Re: [PATCH net-next 5/6] devlink: Reshuffle resource registration logic

Leon Romanovsky <leon@xxxxxxxxxx> · Sun, 21 Nov 2021 10:45:12 +0200

On Fri, Nov 19, 2021 at 08:10:17AM -0800, Jakub Kicinski wrote:
> On Fri, 19 Nov 2021 17:38:53 +0200 Leon Romanovsky wrote:
> > On Thu, Nov 18, 2021 at 05:48:13PM -0800, Jakub Kicinski wrote:
> > > On Thu, 18 Nov 2021 09:50:20 +0200 Leon Romanovsky wrote:  
> > > > And it shouldn't. devlink_resource_find() will return valid resource only
> > > > if there driver is completely bogus with races or incorrect allocations of
> > > > resource_id.
> > > > 
> > > > devlink_*_register(..)
> > > >  mutex_lock(&devlink->lock);
> > > >  if (devlink_*_find(...)) {
> > > >     mutex_unlock(&devlink->lock);
> > > >     return ....;
> > > >  }
> > > >  .....
> > > > 
> > > > It is almost always wrong from locking and layering perspective the pattern above,
> > > > as it is racy by definition if not protected by top layer.
> > > > 
> > > > There are exceptions from the rule above, but devlink is clearly not the
> > > > one of such exceptions.  
> > > 
> > > Just drop the unnecessary "cleanup" patches and limit the amount 
> > > of driver code we'll have to revert if your approach fails.  
> > 
> > My approach works, exactly like it works in other subsystems.
> > https://lore.kernel.org/netdev/cover.1636390483.git.leonro@xxxxxxxxxx/
> 
> What "other subsystems"? I'm aware of the RFC version of these patches.
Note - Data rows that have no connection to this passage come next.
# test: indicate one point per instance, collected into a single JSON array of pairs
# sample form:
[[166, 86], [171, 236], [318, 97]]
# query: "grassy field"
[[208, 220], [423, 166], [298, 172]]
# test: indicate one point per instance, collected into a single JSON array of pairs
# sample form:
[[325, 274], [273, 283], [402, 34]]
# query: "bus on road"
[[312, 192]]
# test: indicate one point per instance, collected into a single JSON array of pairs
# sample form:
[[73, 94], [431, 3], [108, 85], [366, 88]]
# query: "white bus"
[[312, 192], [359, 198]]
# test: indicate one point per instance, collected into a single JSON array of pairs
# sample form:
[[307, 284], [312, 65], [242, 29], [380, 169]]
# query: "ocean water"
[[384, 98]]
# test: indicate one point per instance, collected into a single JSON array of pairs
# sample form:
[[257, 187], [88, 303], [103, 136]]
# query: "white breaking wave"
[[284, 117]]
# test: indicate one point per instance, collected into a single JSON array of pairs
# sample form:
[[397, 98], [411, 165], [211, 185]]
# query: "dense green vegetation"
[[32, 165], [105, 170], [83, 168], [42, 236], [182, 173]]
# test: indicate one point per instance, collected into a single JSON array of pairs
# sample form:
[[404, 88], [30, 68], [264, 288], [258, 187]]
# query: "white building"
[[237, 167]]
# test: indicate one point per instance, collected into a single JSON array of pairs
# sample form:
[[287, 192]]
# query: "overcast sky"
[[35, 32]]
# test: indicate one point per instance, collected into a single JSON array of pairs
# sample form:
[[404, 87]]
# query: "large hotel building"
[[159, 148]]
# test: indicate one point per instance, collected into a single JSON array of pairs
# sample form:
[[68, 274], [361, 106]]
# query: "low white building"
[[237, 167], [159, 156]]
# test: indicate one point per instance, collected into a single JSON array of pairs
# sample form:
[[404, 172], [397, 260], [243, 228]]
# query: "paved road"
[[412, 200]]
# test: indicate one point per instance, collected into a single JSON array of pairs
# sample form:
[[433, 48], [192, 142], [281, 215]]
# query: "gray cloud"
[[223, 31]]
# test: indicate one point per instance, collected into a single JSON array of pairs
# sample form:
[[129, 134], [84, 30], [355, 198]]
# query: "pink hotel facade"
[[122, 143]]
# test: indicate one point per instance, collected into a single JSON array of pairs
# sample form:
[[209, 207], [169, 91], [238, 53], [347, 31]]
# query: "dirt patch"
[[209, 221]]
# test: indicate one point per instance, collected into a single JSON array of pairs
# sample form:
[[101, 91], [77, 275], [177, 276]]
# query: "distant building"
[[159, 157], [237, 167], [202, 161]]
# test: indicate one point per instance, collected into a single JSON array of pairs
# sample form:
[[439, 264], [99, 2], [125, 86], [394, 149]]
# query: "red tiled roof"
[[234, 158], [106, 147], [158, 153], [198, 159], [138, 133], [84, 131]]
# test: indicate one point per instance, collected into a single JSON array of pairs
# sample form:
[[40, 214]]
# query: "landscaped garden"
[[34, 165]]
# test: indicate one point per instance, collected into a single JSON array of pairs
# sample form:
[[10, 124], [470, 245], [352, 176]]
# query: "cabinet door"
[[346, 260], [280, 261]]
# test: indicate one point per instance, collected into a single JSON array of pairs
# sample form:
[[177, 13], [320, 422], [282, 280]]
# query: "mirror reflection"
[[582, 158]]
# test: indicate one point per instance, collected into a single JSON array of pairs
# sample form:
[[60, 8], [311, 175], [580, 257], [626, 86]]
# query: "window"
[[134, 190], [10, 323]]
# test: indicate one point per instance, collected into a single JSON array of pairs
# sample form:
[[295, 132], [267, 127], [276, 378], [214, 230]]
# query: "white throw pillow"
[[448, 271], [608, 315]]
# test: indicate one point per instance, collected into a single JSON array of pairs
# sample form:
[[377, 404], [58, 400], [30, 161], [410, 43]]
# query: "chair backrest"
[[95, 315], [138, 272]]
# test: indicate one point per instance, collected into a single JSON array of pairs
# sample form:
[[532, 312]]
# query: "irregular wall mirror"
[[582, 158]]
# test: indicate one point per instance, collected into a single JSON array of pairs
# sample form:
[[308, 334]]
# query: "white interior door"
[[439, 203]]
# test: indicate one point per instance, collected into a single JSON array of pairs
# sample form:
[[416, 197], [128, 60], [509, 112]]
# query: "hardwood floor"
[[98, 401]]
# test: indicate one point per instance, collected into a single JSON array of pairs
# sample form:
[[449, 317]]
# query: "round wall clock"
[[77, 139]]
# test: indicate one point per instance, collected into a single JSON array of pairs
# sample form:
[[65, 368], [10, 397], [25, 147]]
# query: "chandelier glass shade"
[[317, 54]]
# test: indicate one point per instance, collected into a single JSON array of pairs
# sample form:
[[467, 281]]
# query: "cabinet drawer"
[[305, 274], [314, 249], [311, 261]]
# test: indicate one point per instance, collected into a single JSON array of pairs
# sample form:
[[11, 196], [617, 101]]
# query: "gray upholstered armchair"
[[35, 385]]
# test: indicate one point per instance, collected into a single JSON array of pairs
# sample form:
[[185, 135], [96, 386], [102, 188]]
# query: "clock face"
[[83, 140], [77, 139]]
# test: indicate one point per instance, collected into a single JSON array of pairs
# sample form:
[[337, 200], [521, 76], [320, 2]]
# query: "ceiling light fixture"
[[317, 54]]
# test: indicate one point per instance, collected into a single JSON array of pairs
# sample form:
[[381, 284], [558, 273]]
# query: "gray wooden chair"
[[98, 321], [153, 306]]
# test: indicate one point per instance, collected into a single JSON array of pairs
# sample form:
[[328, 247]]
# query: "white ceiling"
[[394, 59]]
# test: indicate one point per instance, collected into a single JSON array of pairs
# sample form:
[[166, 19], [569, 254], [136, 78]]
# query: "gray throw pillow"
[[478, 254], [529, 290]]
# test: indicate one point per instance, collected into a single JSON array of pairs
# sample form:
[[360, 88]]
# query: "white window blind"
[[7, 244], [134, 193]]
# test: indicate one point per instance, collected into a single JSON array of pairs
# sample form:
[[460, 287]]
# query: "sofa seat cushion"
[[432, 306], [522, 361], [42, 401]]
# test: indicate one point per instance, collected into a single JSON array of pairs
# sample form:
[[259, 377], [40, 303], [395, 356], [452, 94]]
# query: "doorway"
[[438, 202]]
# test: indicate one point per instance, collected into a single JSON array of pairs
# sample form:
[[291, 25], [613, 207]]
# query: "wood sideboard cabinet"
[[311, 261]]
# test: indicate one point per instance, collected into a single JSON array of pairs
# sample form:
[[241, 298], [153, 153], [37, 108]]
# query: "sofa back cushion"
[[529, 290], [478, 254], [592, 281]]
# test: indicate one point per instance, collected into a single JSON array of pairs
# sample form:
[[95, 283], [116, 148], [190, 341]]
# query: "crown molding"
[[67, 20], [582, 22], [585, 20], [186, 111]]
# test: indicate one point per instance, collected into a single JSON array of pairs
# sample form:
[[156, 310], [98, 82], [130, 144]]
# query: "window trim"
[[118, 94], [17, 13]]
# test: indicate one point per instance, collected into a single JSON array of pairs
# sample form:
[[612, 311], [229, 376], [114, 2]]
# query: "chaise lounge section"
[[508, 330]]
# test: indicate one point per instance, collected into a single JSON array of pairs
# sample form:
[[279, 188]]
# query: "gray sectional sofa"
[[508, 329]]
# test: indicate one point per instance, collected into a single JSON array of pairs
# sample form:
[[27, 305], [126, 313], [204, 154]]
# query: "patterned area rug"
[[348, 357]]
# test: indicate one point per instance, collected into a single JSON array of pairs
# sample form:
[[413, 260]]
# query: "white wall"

Approach to have fine-grained locking scheme, instead of having one big lock.
This was done in MM for mmap_sem, we did it for RDMA too.

> 
> Breaking up the locks to to protect sub-objects only is fine for
> protecting internal lists but now you can't guarantee that the object
> exists when driver is called.

I can only guess about which objects you are talking.

If you are talking about various devlink sub-objects (ports, traps,
e.t.c), they created by the drivers and as such should be managed by them.
Also they are connected to devlink which is guaranteed to exist. At the end,
they called to devlink_XXX->devlink pointer without any existence check.
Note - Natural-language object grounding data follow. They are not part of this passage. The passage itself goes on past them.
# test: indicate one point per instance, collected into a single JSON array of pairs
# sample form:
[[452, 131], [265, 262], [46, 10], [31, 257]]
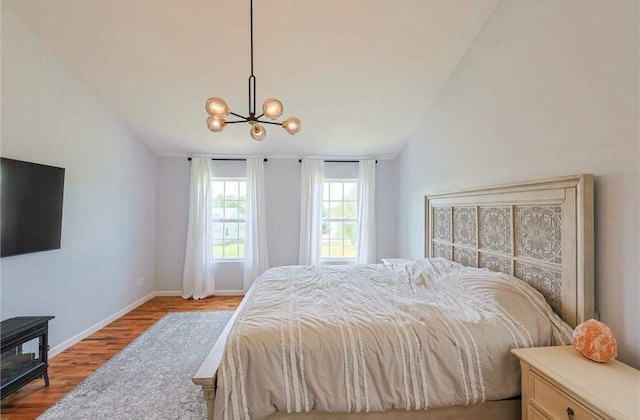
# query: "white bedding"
[[373, 337]]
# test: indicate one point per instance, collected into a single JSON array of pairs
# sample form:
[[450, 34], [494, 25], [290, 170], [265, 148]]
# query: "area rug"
[[151, 377]]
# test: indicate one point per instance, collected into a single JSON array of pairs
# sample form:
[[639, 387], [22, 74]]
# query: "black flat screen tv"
[[31, 203]]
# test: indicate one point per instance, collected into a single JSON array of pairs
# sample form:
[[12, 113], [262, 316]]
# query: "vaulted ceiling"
[[360, 74]]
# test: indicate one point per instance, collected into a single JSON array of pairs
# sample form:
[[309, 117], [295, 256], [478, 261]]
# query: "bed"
[[382, 341]]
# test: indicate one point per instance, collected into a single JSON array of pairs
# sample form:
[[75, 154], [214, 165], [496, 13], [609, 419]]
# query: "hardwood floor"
[[70, 367]]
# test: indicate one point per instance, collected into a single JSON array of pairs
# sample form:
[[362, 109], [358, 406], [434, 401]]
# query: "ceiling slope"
[[360, 74]]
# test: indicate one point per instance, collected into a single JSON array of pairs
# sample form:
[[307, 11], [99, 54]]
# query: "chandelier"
[[272, 108]]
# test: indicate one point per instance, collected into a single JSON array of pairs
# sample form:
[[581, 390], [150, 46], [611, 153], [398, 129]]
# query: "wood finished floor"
[[70, 367]]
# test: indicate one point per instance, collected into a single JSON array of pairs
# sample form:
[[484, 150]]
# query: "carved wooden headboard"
[[540, 232]]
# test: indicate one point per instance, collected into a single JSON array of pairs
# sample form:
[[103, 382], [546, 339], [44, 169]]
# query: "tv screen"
[[31, 202]]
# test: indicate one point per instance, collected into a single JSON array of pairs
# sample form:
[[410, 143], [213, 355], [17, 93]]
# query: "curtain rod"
[[230, 159], [339, 161]]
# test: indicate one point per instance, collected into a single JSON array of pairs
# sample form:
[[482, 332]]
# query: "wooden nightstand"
[[560, 383], [389, 261]]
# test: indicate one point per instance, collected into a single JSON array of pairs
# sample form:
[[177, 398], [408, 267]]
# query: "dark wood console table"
[[25, 348]]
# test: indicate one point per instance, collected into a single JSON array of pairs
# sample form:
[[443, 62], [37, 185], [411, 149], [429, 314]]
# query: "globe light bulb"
[[257, 132], [272, 108], [215, 123], [291, 125], [217, 107]]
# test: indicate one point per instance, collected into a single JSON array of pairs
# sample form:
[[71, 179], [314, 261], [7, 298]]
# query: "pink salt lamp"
[[595, 341]]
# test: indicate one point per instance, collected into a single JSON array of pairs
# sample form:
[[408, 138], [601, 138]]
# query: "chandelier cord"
[[217, 108], [252, 78]]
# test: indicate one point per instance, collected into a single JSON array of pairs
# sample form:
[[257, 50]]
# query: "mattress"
[[360, 338]]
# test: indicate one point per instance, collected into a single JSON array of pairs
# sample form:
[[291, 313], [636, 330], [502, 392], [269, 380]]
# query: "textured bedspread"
[[373, 337]]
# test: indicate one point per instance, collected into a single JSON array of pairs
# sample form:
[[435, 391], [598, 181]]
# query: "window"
[[229, 218], [339, 220]]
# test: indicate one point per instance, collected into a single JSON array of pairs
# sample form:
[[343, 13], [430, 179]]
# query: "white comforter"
[[372, 337]]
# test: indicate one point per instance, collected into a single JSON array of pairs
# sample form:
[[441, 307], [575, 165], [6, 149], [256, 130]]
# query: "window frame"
[[223, 220], [342, 259]]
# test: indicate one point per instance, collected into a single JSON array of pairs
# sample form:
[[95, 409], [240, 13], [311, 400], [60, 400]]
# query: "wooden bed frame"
[[540, 231]]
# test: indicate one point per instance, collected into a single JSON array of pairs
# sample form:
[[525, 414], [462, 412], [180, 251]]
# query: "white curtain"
[[367, 212], [312, 178], [197, 279], [255, 246]]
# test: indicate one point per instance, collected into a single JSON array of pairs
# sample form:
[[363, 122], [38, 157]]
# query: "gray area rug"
[[151, 377]]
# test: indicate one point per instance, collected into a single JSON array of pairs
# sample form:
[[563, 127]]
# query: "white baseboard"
[[229, 293], [218, 293], [168, 293], [86, 333]]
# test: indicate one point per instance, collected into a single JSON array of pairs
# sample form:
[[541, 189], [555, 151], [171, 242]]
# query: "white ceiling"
[[360, 74]]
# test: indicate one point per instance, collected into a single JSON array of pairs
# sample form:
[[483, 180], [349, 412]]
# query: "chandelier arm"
[[268, 122], [239, 116]]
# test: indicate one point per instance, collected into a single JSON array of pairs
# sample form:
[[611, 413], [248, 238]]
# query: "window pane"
[[351, 231], [336, 229], [231, 190], [324, 248], [242, 230], [231, 210], [325, 229], [336, 210], [241, 249], [218, 209], [218, 248], [335, 191], [218, 189], [230, 231], [350, 209], [231, 250], [229, 203], [217, 230], [350, 190], [335, 248], [350, 249]]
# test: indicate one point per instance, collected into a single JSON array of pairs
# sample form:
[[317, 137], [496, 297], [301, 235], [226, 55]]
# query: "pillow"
[[595, 341]]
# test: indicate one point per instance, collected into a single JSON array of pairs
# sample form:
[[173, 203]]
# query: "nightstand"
[[401, 261], [560, 383]]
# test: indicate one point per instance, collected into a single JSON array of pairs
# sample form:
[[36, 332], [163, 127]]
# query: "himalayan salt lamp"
[[595, 341]]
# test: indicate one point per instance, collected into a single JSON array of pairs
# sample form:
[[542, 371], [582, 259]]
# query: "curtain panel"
[[312, 178], [197, 280], [367, 212], [255, 247]]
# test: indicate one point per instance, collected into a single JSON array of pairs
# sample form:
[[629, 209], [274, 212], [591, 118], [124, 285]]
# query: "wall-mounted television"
[[31, 207]]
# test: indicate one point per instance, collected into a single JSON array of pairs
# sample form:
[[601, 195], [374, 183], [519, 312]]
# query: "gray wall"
[[547, 89], [108, 223], [282, 195]]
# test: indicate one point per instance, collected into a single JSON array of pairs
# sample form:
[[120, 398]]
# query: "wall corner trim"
[[84, 334]]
If you are talking about devlink instance itself, we guarantee that it
exists between devlink_alloc() and devlink_free(). It seems to me pretty
reasonable request from drivers do not access devlink before devlink_alloc()
or after devlink_free(),

> 
> I'm sure you'll utter your unprovable "in real drivers.." but the fact
> is my approach does not suffer from any such issues. Or depends on
> drivers registering devlink last.

Registration of devlink doesn't do anything except opening it to the world.
The lifetime is controlled with alloc and free. My beloved sentence "in
real drivers ..." belongs to use of devlink_put and devlink_locks outside
of devlink.c and nothing more.

> 
> I can start passing a pointer to a devlink_port to split/unsplit
> functions, which is a great improvement to the devlink driver API.
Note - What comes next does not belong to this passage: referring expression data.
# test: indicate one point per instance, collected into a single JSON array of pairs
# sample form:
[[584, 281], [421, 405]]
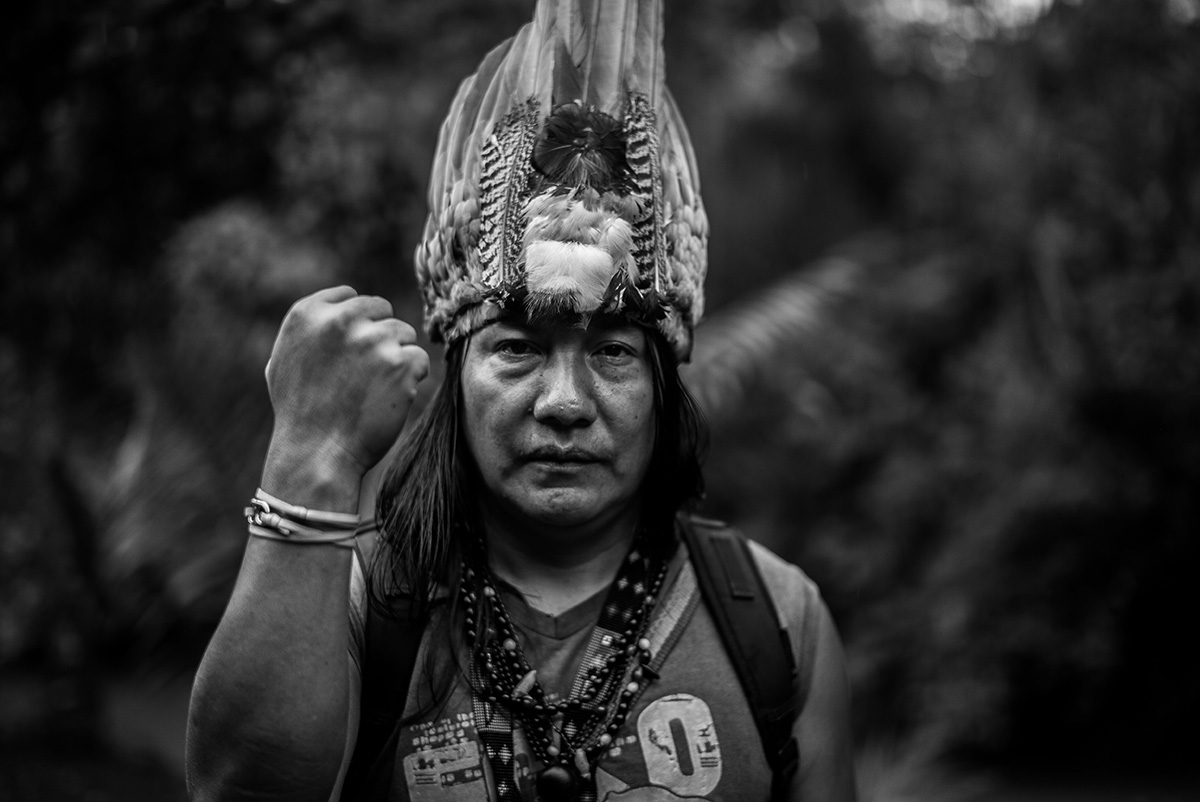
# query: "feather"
[[571, 271]]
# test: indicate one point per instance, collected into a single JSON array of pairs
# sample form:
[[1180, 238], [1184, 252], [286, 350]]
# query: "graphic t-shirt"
[[689, 736]]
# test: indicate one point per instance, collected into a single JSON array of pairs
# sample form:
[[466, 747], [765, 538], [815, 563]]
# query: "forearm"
[[270, 700]]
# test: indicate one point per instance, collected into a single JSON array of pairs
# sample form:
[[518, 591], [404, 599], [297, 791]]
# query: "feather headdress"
[[564, 181]]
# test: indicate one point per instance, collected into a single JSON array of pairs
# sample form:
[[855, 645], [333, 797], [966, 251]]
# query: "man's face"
[[559, 419]]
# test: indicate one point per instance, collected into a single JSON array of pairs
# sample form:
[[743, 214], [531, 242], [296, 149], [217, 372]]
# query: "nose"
[[565, 396]]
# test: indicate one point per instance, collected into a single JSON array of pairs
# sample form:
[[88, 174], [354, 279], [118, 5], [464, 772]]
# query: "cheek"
[[635, 411]]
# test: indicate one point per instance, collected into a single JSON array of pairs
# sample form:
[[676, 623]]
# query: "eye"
[[516, 347], [616, 351]]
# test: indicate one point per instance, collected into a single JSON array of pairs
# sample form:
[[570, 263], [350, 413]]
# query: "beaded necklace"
[[570, 735]]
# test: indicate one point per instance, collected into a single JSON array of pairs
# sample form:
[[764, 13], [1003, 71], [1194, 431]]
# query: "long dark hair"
[[425, 506]]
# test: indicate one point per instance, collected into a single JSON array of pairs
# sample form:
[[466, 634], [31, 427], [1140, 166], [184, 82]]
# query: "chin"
[[562, 509]]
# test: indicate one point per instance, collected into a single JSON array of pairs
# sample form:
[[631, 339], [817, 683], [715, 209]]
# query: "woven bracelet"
[[305, 515]]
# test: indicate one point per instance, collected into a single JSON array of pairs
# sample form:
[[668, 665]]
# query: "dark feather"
[[582, 147]]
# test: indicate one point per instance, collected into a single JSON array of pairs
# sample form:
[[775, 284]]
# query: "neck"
[[557, 567]]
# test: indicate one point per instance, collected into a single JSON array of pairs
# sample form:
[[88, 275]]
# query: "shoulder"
[[790, 587], [795, 596]]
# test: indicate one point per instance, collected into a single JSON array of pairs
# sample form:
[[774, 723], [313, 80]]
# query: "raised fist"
[[342, 377]]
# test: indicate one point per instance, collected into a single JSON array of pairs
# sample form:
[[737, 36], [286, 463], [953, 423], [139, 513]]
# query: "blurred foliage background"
[[952, 361]]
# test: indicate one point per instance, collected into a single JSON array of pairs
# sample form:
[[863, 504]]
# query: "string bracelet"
[[275, 519], [305, 515]]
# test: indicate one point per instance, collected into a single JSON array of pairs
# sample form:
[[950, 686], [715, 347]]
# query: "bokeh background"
[[952, 363]]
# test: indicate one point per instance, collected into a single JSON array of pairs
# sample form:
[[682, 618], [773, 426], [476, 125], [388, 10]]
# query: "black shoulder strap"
[[754, 639], [389, 657]]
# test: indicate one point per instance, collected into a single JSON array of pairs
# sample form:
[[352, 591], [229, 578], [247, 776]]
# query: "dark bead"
[[557, 784]]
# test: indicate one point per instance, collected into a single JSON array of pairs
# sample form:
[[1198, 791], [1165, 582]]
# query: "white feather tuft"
[[569, 270]]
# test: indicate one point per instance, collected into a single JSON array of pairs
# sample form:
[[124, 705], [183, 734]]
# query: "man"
[[529, 522]]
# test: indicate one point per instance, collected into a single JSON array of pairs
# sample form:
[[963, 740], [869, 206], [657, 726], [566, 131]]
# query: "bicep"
[[823, 730], [354, 669]]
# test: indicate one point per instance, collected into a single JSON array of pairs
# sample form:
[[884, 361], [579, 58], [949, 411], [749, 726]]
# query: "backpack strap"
[[757, 645], [389, 658]]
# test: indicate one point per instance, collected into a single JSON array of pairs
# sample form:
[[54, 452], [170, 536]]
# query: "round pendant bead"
[[557, 784]]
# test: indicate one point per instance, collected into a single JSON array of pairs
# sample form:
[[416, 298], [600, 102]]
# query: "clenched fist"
[[342, 377]]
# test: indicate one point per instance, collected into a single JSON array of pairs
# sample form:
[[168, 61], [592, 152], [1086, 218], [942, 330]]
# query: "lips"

You can do it with my approach too. We incremented reference counter
of devlink instance when devlink_nl_cmd_port_split_doit() was called,
and we can safely take devlink->port_list_lock lock before returning
from pre_doit.

> 
> > We are waiting to see your proposal extended to support parallel devlink
> > execution and to be applied to real drivers.
> > https://lore.kernel.org/netdev/20211030231254.2477599-1-kuba@xxxxxxxxxx/
> 
> The conversion to xarray you have done is a great improvement, I don't
> disagree with the way you convert to allow parallel calls either.
> 
> I already told you that real drivers can be converted rather easily,
> even if it's not really necessary.
> 
> But I'm giving you time to make your proposal. If I spend time
> polishing my patches I'll be even more eager to put this behind me.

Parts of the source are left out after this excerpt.